Per questa ricerca - alla quale hanno partecipato studiosi e studiose del Cibio e dell’Università di Harvard, oltre a diversi enti di ricerca europei e statunitensi - sono stati analizzati i dati di oltre 22 mila soggetti.
Nello specifico, ad essere riscontrata è stata un’evidente relazione tra il consumo di caffè e il microbioma intestinale, determinata dalla presenza del batterio Lawsonibacter asaccharolyticus che è in media dalle sei alle otto volte più abbondante in chi beve caffè abitualmente rispetto a chi non lo assume.
Un aspetto che è stato confermato anche in laboratorio, come spiega Paolo Manghi: "Coltivando questo batterio in vitro si è visto che cresce di più se si aggiunge caffè al terreno di coltura". Non solo. Come ulteriore prova di questa associazione, lo stesso batterio è stato rilevato in quantità maggiori in coloro che assumono elevate dosi di caffè rispetto a chi lo consuma in modo più moderato.
Inoltre, utilizzando informazioni provenienti da 25 paesi in tutto il mondo, sono state riscontrate queste stesse relazioni: nelle popolazioni che bevono molto caffè, questo batterio è quasi sempre presente. Curiosamente, i paesi europei dove si usa bere più caffè sono Lussemburgo, Danimarca e Svezia. All’altro estremo, e ampliando l’orizzonte di riferimento, in Cina, Argentina e India la presenza del Lawsonibacter asaccharolyticus è quasi del tutto assente.
Al momento, viene spiegato, non è noto se questo microrganismo abbia un impatto positivo o negativo sulla condizione fisica delle persone.

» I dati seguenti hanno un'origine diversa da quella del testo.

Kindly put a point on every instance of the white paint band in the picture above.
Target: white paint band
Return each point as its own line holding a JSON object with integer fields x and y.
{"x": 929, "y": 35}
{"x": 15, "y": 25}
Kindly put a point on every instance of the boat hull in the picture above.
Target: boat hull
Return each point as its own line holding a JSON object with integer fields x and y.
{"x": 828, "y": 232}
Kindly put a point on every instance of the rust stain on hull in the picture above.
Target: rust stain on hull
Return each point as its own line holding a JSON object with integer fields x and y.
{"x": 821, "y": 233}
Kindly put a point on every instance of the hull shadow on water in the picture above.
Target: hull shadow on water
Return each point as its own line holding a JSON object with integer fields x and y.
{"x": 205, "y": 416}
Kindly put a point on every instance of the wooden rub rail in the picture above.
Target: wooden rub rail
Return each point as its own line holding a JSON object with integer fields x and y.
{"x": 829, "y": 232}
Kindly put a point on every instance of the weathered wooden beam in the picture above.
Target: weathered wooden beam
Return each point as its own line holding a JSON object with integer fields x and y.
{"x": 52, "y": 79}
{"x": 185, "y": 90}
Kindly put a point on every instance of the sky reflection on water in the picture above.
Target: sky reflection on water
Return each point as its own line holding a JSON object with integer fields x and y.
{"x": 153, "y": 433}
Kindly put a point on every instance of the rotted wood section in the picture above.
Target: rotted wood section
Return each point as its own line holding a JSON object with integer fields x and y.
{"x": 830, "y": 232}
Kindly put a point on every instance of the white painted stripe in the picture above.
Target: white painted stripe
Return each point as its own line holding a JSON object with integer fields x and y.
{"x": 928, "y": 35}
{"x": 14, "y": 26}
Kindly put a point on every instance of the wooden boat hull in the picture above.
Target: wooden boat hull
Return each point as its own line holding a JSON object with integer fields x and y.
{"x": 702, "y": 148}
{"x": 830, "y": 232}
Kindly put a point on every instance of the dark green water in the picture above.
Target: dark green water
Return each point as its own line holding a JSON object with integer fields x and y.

"Non sembra avere un ruolo particolarmente rilevante" sottolinea Nicola Segata, che specifica: "Il punto è vedere che se beviamo caffè stimoliamo in modo molto deciso la presenza e l’abbondanza di questo batterio, altrimenti no. Questo può essere importante per altri batteri e cibi che hanno effetti più importanti sulla salute. In effetti abbiamo dati su quali siano i batteri intestinali con effetti potenzialmente benefici e ora ci concentreremo sul capire quali cibi specifici ne possano stimolare la crescita".
Ma quali sono le prospettive dello studio? L’intenzione è quella di procedere con le stesse analisi anche su altri alimenti. Una sfida non facile, perché chi beve caffè sa dire con precisione quante volte al giorno lo fa. Chi mangia invece, per esempio, broccoli – un alimento che può avere un effetto positivo più importante del caffè dal punto di vista dei batteri che stimola – può avere difficoltà a spiegare quanto spesso li consuma e con quali modalità di assunzione e cottura.
In futuro però, concludono i ricercatori, se attraverso il test del microbioma verrà evidenziata l’assenza di un batterio associato a un alimento salutare, si potrà raccomandare un tipo di regime alimentare sempre più personalizzato.